Ang Maikling Buhay ng Apoy, Act 2, Scene 2: Suring at Kuk-ok (Auraeus Solito, 1995)
English Title: The Brief Lifespan of Fire, Act 2, Scene 2: Suring and Kuk-ok
The short film tells the myth of Suring, who casts a spell of immense beauty but is still judged by humanity. She retreats to the forests where she is far from the prying eyes of humans, and there, she befriends the Kuk-ok, a creature who can transform into any form. Solito, acknowledging the essence of the stories conveyed by his mother to be the act of telling and listening, withholds from turning the film into merely a package of visual pleasures founded on the supernatural foundations of the story. The myth is actually told by Suring, relaying with precise emotions her very own tale to the film’s audience.

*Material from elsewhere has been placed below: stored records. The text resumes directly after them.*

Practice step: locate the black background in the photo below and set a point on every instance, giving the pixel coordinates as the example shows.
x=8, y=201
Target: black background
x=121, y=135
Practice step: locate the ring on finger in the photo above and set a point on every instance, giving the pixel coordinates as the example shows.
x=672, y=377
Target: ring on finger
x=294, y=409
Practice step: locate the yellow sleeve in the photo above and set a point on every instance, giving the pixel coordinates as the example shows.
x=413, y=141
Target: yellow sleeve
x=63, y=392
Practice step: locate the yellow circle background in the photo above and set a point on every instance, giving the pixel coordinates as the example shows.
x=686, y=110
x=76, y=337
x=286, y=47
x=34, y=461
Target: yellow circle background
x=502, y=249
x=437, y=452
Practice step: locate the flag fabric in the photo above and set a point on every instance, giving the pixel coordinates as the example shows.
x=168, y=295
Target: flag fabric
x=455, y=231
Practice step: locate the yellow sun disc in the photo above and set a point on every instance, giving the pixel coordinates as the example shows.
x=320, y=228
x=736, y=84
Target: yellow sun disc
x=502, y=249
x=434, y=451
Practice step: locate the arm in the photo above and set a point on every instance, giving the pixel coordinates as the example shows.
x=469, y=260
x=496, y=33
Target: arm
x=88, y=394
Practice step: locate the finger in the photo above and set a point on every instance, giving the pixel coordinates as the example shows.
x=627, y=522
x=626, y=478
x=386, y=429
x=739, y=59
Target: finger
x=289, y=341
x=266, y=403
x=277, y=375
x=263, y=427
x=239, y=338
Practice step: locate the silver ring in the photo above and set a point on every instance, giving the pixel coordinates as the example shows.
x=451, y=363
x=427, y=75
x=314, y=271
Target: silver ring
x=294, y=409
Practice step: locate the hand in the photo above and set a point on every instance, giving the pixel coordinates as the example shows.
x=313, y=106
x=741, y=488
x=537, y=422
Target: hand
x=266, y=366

In a way, the audience becomes the direct heirs of the Palaw’an oral tradition, inheriting the knowledge of such tale straight from the being.
The sacred act of storytelling is preserved in the film. Solito only adds visual inflections. Using very crude stop-motion animation which turns Suring’s environment into a troupe of swirling and spinning performers that enunciate the highs and lows of the plot, Solito evokes a definite stance of enchantment in his recreation of how the legend was imparted to him. Leaves conspire to form a magnificent headdress for Suring, turning her into a terrifying presence. Tattoos are magically painted on her face, beautiful blues and yellows to represent her relationship with nature, and black and red to express the corruption dealt by humanity’s cynicism. Seashells, flowers, twigs and branches are turned into delicate brushstrokes and punctuation marks, tools in imparting the subtle complexities of the seemingly simple creation story.
Because of the dazzling colors and movements in the film, one can only surmise Solito’s wonderment when his mother tells him the story when he was a child. In a very mundane city such as Manila, these stories, especially to a boy whose imagination is not limited by the browns and greys of the metropolis, are sure to be sudden bursts of colors and textures. The film is successful in turning Solito’s very personal and private joys as a child astounded by his mother’s beautiful stories into something universal, where anyone can find himself trapped in the pleasures of being transported in a different place and era with only the power of voice and practical cinematic effects, without need of the excesses provided by computer-generated fakery.
Solito has always been a filmmaker who mines his unique circumstance in the world to etch his life as an artist. Ang Pagdadalaga ni Maximo Oliveros (The Blossoming of Maximo Oliveros, 2005), although based on a lovely screenplay written by Michiko Yamamoto, is grounded on Solito’s own childhood experiences in his Manila neighborhood. Pisay (Philippine Science, 2007) on the other hand, situates his creativity within his own academic and political coming-of-age in a peculiar science high school. Boy (2009) is a peek into his sexual awakening. Basal Banar (Sacred Ritual of Truth, 2002), a documentary that dutifully details his rediscovery of his Palaw’an roots, lays the groundwork for his narrative films on the bevy of stories he has learned through the years. Busong (Palawan Fate, 2011), the first of the several narrative films he plans, finds Solito in that situation where he returns to Palaw’an, not as a child fascinated by that missing link, or a traveller searching for that missing link, but as an advocate, tasked to perpetuate, the same way his mother and his ascendants did, their heritage through the art of storytelling.